La enfermera en prácticas era bastante atractiva, aunque tiraba a regordeta. Siempre le habían gustado las mujeres de uniforme. Samantha, así se llamaba. Era alegre, además, sin llegar a parlanchina.

Lo cierto era que iba a echar de menos esas sesiones cuando llegaran a su fin al cabo de un par de semanas. Era como cuando a uno le cortaban el pelo. Sólo que a él siempre le había cortado el pelo un anciano chipriota y era mucho menos doloroso.

La enfermera arrancó despacio el gran esparadrapo sobre la herida.

—Bueno, señor Hall. Llegó el momento de apretar los dientes.

George se agarró a los bordes de la cama.

La enfermera tiró del extremo del vendaje. El primer par de palmos de cinta rosa salió con suavidad. Entonces se enganchó. George hizo anagramas mentales con la palabra vendaje. La enfermera dio un suave tirón y el resto del vendaje se separó de la herida, haciéndole decir algo que nunca habría dicho normalmente en presencia de una mujer.

—Perdóneme.

—No hace falta que se disculpe.

La enfermera sostuvo en alto el vendaje usado. Parecía una gran castaña que se hubiese empapado en sangre y crema de limón. Lo dejó caer en la pequeña papelera de tapa de vaivén junto al costado de la cama.

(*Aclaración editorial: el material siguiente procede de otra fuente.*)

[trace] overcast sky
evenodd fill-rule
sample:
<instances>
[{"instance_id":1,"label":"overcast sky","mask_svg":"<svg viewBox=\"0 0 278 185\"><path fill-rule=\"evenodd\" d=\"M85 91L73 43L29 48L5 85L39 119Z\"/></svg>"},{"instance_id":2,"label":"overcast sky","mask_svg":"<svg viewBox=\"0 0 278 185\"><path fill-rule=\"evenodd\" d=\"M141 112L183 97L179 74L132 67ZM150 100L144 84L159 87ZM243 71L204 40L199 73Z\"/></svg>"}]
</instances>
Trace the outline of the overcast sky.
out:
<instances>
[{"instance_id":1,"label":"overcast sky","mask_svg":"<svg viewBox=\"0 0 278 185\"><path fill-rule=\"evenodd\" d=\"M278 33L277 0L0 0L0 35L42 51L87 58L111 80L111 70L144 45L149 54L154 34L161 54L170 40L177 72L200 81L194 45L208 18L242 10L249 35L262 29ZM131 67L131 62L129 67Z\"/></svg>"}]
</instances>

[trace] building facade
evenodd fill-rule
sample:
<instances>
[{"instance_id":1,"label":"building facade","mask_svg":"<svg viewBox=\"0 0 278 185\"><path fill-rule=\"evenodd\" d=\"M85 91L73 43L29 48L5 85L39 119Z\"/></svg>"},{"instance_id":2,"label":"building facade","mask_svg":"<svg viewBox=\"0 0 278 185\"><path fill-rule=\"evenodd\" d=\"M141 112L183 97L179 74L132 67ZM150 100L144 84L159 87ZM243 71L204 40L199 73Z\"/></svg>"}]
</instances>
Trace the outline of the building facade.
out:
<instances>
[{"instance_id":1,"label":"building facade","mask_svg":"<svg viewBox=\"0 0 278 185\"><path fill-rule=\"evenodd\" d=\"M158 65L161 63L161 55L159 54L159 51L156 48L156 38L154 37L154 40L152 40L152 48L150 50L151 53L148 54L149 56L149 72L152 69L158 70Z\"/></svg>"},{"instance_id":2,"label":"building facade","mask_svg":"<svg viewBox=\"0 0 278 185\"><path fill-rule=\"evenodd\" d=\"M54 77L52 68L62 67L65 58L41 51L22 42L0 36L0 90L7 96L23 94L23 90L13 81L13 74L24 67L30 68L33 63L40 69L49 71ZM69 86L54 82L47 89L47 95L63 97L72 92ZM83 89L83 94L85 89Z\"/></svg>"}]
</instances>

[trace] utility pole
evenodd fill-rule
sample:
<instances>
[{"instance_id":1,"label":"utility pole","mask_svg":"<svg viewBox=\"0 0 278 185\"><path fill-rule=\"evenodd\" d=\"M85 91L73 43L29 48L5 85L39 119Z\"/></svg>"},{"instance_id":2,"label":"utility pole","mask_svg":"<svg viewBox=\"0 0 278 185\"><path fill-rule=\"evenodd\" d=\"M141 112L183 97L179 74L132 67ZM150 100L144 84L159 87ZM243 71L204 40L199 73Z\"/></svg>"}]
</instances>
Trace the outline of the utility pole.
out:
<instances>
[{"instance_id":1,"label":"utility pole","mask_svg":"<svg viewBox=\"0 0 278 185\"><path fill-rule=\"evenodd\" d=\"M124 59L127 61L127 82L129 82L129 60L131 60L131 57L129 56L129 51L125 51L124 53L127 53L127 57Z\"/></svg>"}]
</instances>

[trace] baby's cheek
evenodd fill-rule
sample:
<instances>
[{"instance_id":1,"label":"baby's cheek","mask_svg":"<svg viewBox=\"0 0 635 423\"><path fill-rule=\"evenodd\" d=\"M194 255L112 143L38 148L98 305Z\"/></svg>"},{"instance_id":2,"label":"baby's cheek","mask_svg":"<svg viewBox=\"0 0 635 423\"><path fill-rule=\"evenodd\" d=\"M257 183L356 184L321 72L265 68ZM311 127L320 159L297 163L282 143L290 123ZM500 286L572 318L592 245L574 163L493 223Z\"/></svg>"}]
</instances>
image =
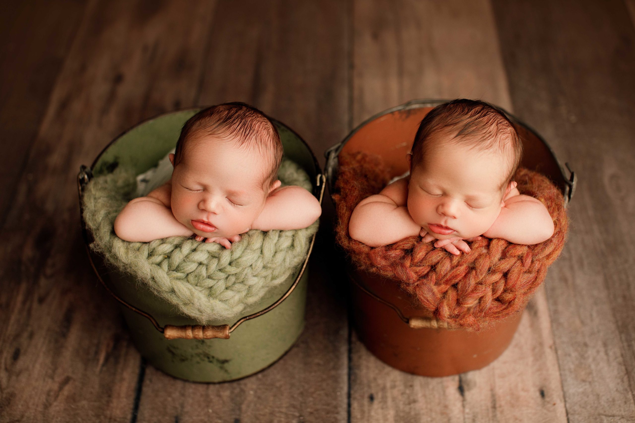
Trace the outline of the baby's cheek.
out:
<instances>
[{"instance_id":1,"label":"baby's cheek","mask_svg":"<svg viewBox=\"0 0 635 423\"><path fill-rule=\"evenodd\" d=\"M410 198L408 199L408 211L410 217L418 225L428 223L428 215L430 213L431 205L419 198Z\"/></svg>"}]
</instances>

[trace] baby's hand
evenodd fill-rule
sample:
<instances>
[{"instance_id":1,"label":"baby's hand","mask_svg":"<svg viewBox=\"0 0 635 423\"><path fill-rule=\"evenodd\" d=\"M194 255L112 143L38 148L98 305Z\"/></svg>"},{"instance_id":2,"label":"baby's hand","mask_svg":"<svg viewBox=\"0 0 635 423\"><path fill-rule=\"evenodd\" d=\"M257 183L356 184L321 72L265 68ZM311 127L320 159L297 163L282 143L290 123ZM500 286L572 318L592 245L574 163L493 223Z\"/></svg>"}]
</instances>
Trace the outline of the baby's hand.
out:
<instances>
[{"instance_id":1,"label":"baby's hand","mask_svg":"<svg viewBox=\"0 0 635 423\"><path fill-rule=\"evenodd\" d=\"M423 228L421 228L421 232L419 233L419 235L423 237L424 242L431 242L431 241L436 239ZM455 256L458 256L461 254L461 251L463 251L464 252L469 252L472 251L470 249L469 245L467 245L465 241L469 241L471 242L472 241L476 241L479 239L481 239L480 237L468 238L465 240L460 237L455 237L454 238L450 238L446 240L439 240L434 243L434 247L436 248L443 248L446 251L451 252Z\"/></svg>"},{"instance_id":2,"label":"baby's hand","mask_svg":"<svg viewBox=\"0 0 635 423\"><path fill-rule=\"evenodd\" d=\"M204 237L201 237L201 235L196 235L194 237L194 239L197 241L202 241L205 240L205 242L218 242L221 245L225 248L231 249L232 242L237 242L241 240L240 235L234 235L233 237L228 237L225 238L224 237L217 237L215 238L205 238Z\"/></svg>"}]
</instances>

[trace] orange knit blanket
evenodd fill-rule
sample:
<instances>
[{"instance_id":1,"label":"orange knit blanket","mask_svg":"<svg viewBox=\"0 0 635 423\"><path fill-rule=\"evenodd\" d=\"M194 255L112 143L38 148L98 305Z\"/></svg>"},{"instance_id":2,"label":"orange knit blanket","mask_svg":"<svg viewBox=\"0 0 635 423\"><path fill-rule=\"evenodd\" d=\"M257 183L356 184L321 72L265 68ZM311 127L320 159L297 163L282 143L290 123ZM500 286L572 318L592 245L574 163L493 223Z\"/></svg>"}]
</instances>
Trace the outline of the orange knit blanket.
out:
<instances>
[{"instance_id":1,"label":"orange knit blanket","mask_svg":"<svg viewBox=\"0 0 635 423\"><path fill-rule=\"evenodd\" d=\"M381 191L390 176L378 156L342 153L339 162L332 195L337 242L355 265L396 280L448 323L479 330L523 309L565 245L568 221L562 193L545 176L520 169L514 177L518 190L542 202L554 220L554 235L544 242L521 245L483 238L460 256L434 248L418 236L371 248L351 239L349 221L357 204Z\"/></svg>"}]
</instances>

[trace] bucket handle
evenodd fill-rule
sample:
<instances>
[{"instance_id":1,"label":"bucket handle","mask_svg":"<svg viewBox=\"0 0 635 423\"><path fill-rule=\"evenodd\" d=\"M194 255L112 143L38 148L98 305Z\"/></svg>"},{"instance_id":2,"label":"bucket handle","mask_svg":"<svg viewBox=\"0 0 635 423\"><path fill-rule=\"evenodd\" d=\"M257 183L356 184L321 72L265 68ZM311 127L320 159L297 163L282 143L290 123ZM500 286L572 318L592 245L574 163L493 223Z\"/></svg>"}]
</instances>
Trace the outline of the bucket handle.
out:
<instances>
[{"instance_id":1,"label":"bucket handle","mask_svg":"<svg viewBox=\"0 0 635 423\"><path fill-rule=\"evenodd\" d=\"M356 278L353 275L351 274L350 271L347 271L348 274L349 278L351 281L357 285L357 287L361 289L365 294L370 296L375 299L377 300L382 304L388 306L397 313L399 318L401 320L408 325L411 329L449 329L454 330L458 329L458 327L451 325L447 322L444 322L443 320L439 320L434 317L420 317L418 316L413 316L412 317L406 317L401 309L395 304L387 301L379 296L378 296L375 292L368 289L367 287L364 286L357 278Z\"/></svg>"},{"instance_id":2,"label":"bucket handle","mask_svg":"<svg viewBox=\"0 0 635 423\"><path fill-rule=\"evenodd\" d=\"M258 317L259 316L262 316L279 306L281 303L284 301L284 299L293 292L293 290L295 289L295 287L300 282L300 278L304 273L304 270L306 268L307 264L309 263L309 257L311 256L311 251L313 250L313 244L315 243L316 235L317 235L316 233L313 234L313 236L311 237L311 242L309 245L309 251L307 252L307 257L304 259L304 263L302 263L302 267L300 270L300 273L298 273L298 277L295 278L295 280L293 281L293 283L291 285L291 286L289 287L289 289L286 290L286 292L284 292L284 294L269 307L267 307L260 311L257 311L240 318L231 326L229 326L229 325L220 325L218 326L213 326L211 325L185 325L184 326L166 325L165 326L161 326L159 324L159 322L157 322L156 319L155 319L151 315L135 307L113 292L102 278L101 275L99 274L99 271L97 270L97 266L95 265L95 263L93 261L93 257L90 254L90 249L88 247L88 233L86 227L86 222L84 221L84 210L82 202L84 196L84 189L86 188L86 184L88 184L91 179L93 179L92 171L86 166L81 165L81 166L79 167L79 173L77 174L77 192L79 195L79 216L81 219L81 228L82 235L84 237L84 245L88 255L88 261L90 262L90 265L93 268L93 270L95 271L95 274L97 276L97 279L99 280L100 283L101 283L102 285L105 288L106 290L108 291L108 292L115 299L135 313L137 313L150 320L150 322L152 323L154 328L161 333L163 334L163 336L165 337L166 339L212 339L214 338L229 339L230 334L241 324L247 320L250 320L253 318ZM316 177L316 186L320 187L319 197L318 198L320 205L322 205L322 199L324 197L324 190L326 185L326 178L324 178L324 176L321 173L318 174Z\"/></svg>"}]
</instances>

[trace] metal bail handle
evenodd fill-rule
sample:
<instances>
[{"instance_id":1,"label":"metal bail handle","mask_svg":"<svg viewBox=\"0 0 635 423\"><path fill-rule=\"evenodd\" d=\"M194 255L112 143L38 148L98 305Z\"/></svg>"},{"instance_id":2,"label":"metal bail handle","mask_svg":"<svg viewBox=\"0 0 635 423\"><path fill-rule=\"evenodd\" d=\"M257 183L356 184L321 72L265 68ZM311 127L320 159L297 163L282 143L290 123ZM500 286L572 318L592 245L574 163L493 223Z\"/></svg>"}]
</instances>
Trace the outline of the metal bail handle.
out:
<instances>
[{"instance_id":1,"label":"metal bail handle","mask_svg":"<svg viewBox=\"0 0 635 423\"><path fill-rule=\"evenodd\" d=\"M399 316L399 318L401 320L401 321L408 325L411 329L448 329L450 330L453 330L459 329L457 326L448 323L447 322L439 320L434 317L419 317L417 316L406 317L399 307L392 303L387 301L376 294L375 292L373 292L370 289L366 288L359 280L358 280L357 278L353 276L350 271L347 271L346 273L349 275L349 279L350 279L358 288L361 289L364 294L370 296L382 304L386 305L394 310L395 313L397 313L397 315Z\"/></svg>"},{"instance_id":2,"label":"metal bail handle","mask_svg":"<svg viewBox=\"0 0 635 423\"><path fill-rule=\"evenodd\" d=\"M163 327L163 336L166 339L229 339L229 325L221 326L187 325Z\"/></svg>"}]
</instances>

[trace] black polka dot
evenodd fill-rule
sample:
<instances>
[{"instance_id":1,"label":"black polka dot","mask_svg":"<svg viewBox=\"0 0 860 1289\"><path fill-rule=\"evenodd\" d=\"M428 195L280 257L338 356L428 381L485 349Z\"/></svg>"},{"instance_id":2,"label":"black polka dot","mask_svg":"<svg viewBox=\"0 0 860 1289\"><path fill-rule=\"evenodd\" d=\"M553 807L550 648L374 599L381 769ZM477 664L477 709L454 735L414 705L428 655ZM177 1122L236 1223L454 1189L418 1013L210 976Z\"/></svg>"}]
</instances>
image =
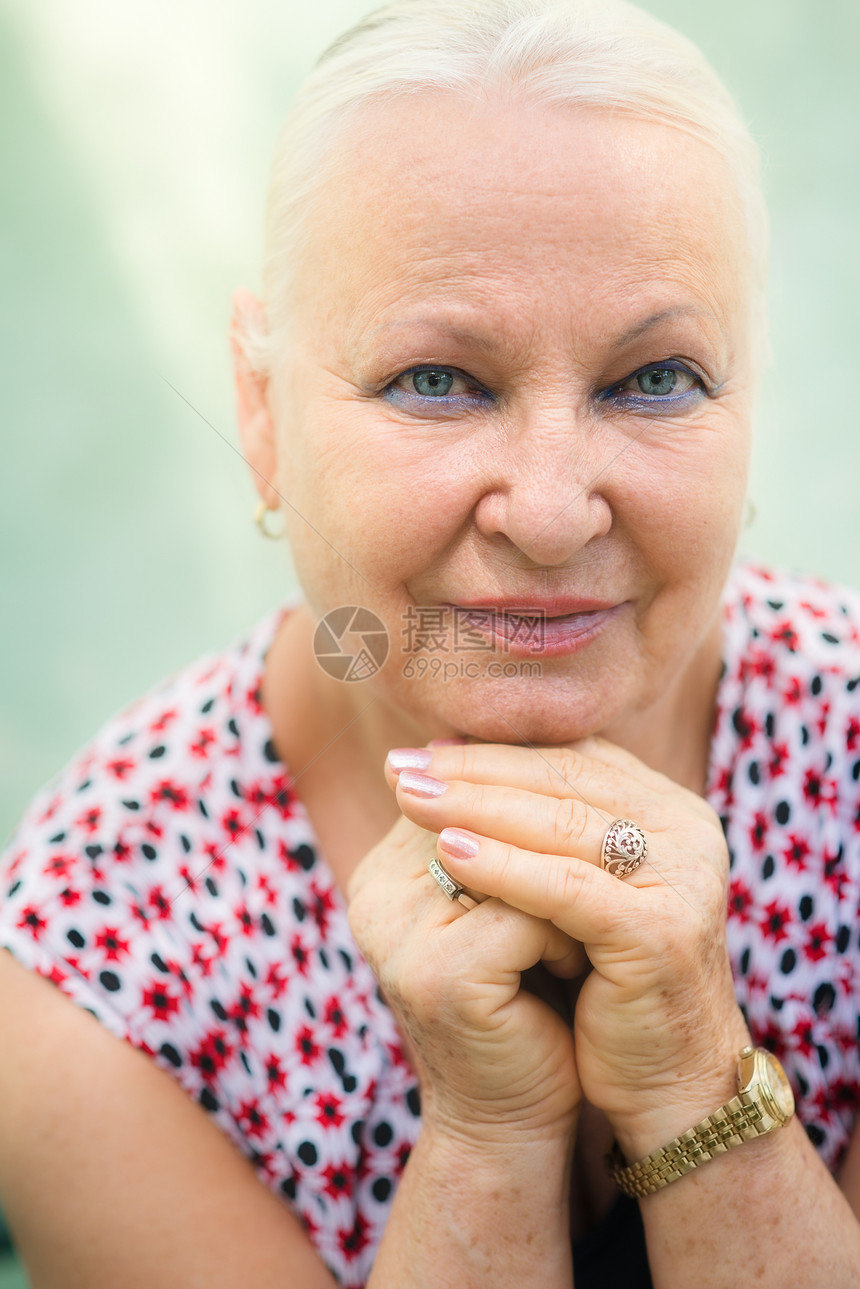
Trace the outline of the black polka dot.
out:
<instances>
[{"instance_id":1,"label":"black polka dot","mask_svg":"<svg viewBox=\"0 0 860 1289\"><path fill-rule=\"evenodd\" d=\"M306 873L308 873L316 862L316 855L313 853L311 847L304 846L304 843L293 847L293 849L289 853L290 858L295 860L299 867L304 869Z\"/></svg>"},{"instance_id":2,"label":"black polka dot","mask_svg":"<svg viewBox=\"0 0 860 1289\"><path fill-rule=\"evenodd\" d=\"M374 1141L376 1142L378 1146L391 1146L393 1139L395 1139L393 1129L391 1124L386 1119L383 1119L382 1123L378 1123L376 1127L374 1128Z\"/></svg>"},{"instance_id":3,"label":"black polka dot","mask_svg":"<svg viewBox=\"0 0 860 1289\"><path fill-rule=\"evenodd\" d=\"M313 1145L312 1141L303 1141L299 1145L299 1148L298 1148L297 1154L298 1154L299 1159L302 1160L302 1163L307 1164L308 1168L311 1168L312 1164L316 1164L317 1158L318 1158L317 1156L317 1148L316 1148L316 1146Z\"/></svg>"},{"instance_id":4,"label":"black polka dot","mask_svg":"<svg viewBox=\"0 0 860 1289\"><path fill-rule=\"evenodd\" d=\"M169 1061L175 1070L182 1069L182 1057L174 1048L173 1043L162 1043L159 1052L164 1057L164 1060Z\"/></svg>"}]
</instances>

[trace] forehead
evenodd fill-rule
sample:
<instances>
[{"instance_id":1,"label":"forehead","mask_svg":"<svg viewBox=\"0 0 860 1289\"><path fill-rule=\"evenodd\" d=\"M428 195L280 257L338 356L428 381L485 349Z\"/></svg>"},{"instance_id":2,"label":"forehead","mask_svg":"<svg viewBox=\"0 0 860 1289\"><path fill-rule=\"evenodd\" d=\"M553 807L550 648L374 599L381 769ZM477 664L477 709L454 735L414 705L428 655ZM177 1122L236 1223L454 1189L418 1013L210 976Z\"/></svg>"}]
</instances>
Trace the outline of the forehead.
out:
<instances>
[{"instance_id":1,"label":"forehead","mask_svg":"<svg viewBox=\"0 0 860 1289\"><path fill-rule=\"evenodd\" d=\"M748 304L727 162L628 112L441 93L365 106L312 226L297 303L356 335L414 305L597 331L687 309L738 331Z\"/></svg>"}]
</instances>

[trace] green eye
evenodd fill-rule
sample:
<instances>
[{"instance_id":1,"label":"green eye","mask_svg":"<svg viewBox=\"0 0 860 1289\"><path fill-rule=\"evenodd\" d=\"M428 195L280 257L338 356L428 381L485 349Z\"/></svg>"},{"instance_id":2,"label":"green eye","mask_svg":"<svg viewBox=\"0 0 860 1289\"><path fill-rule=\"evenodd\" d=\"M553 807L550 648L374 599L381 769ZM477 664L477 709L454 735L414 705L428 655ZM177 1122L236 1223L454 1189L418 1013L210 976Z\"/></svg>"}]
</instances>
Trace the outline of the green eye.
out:
<instances>
[{"instance_id":1,"label":"green eye","mask_svg":"<svg viewBox=\"0 0 860 1289\"><path fill-rule=\"evenodd\" d=\"M454 376L450 371L416 371L411 380L413 389L422 398L445 398L454 385Z\"/></svg>"},{"instance_id":2,"label":"green eye","mask_svg":"<svg viewBox=\"0 0 860 1289\"><path fill-rule=\"evenodd\" d=\"M670 394L678 383L678 373L672 367L651 367L641 371L636 383L643 394Z\"/></svg>"}]
</instances>

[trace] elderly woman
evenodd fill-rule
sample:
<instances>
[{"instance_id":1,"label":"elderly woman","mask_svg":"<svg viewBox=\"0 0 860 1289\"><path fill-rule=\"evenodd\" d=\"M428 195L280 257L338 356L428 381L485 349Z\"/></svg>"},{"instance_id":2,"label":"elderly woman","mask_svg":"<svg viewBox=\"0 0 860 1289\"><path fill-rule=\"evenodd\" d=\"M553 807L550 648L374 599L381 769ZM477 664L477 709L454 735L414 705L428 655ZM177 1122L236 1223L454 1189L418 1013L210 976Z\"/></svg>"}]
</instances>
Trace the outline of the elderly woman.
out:
<instances>
[{"instance_id":1,"label":"elderly woman","mask_svg":"<svg viewBox=\"0 0 860 1289\"><path fill-rule=\"evenodd\" d=\"M636 9L321 61L233 326L307 598L3 858L39 1289L860 1283L860 603L731 568L765 253Z\"/></svg>"}]
</instances>

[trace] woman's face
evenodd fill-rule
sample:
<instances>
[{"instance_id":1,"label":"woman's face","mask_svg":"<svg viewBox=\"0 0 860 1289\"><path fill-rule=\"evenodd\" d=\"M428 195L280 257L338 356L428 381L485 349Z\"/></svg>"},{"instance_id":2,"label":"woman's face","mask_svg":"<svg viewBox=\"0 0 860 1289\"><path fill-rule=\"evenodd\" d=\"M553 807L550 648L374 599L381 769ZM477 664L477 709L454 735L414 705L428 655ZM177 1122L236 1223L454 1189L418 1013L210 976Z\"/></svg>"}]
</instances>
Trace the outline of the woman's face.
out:
<instances>
[{"instance_id":1,"label":"woman's face","mask_svg":"<svg viewBox=\"0 0 860 1289\"><path fill-rule=\"evenodd\" d=\"M423 94L326 169L273 398L312 611L384 621L369 684L428 736L624 741L714 682L750 396L725 162L624 113Z\"/></svg>"}]
</instances>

—Vamos a ponerle uno limpio.

George se tumbó de nuevo y cerró los ojos.

Casi le gustaba el dolor ahora que se había acostumbrado a él. Sabía cómo iba a ser y cuánto iba a durar. Y cuando remitía, su mente permanecía increíblemente despejada durante cinco o diez minutos, como si le hubiesen lavado el cerebro a manguerazos.

Oyó decir a alguien en una habitación cercana:

—Escoliosis de columna.

Se sentía aliviado por lo de la boda. Era triste para Katie. O quizá para ella también fuera un alivio. No habían podido hablar mucho durante su visita. Y a decir verdad, rara vez hablaban de esa clase de cosas. Aunque Ray había parecido un poco raro en el hospital, lo que no hacía sino confirmar su intranquilidad con respecto a la relación.

En cualquier caso, George estaba contento de que la casa no fuera a verse invadida por una carpa llena de invitados. Todavía se sentía un poco frágil como para disfrutar con la perspectiva de ponerse en pie y soltar un discurso.

Jean también parecía sentir cierto alivio.

Pobre Jean. Realmente la había dejado hecha polvo. No había parecido la misma esos últimos días. Era obvio que seguía preocupada por él. Ver esa moqueta a diario probablemente no ayudaba.

Pero él ya había salido del dormitorio, mantenían conversaciones, y George ya era capaz de ocuparse de un par de tareas domésticas. Cuando estuviese un poco más en forma la sacaría a cenar. Había oído buenas recomendaciones de aquel nuevo restaurante en Oundle. Excelente pescado, al parecer.

—Ya está —dijo Samantha—. Listo.

—Gracias —repuso George.

—Venga, vamos a sentarle.

Le compraría unas flores a Jean de camino a casa, algo que no había hecho en muchísimo tiempo. Eso le levantaría el ánimo.

Después llamaría a los instaladores de moquetas.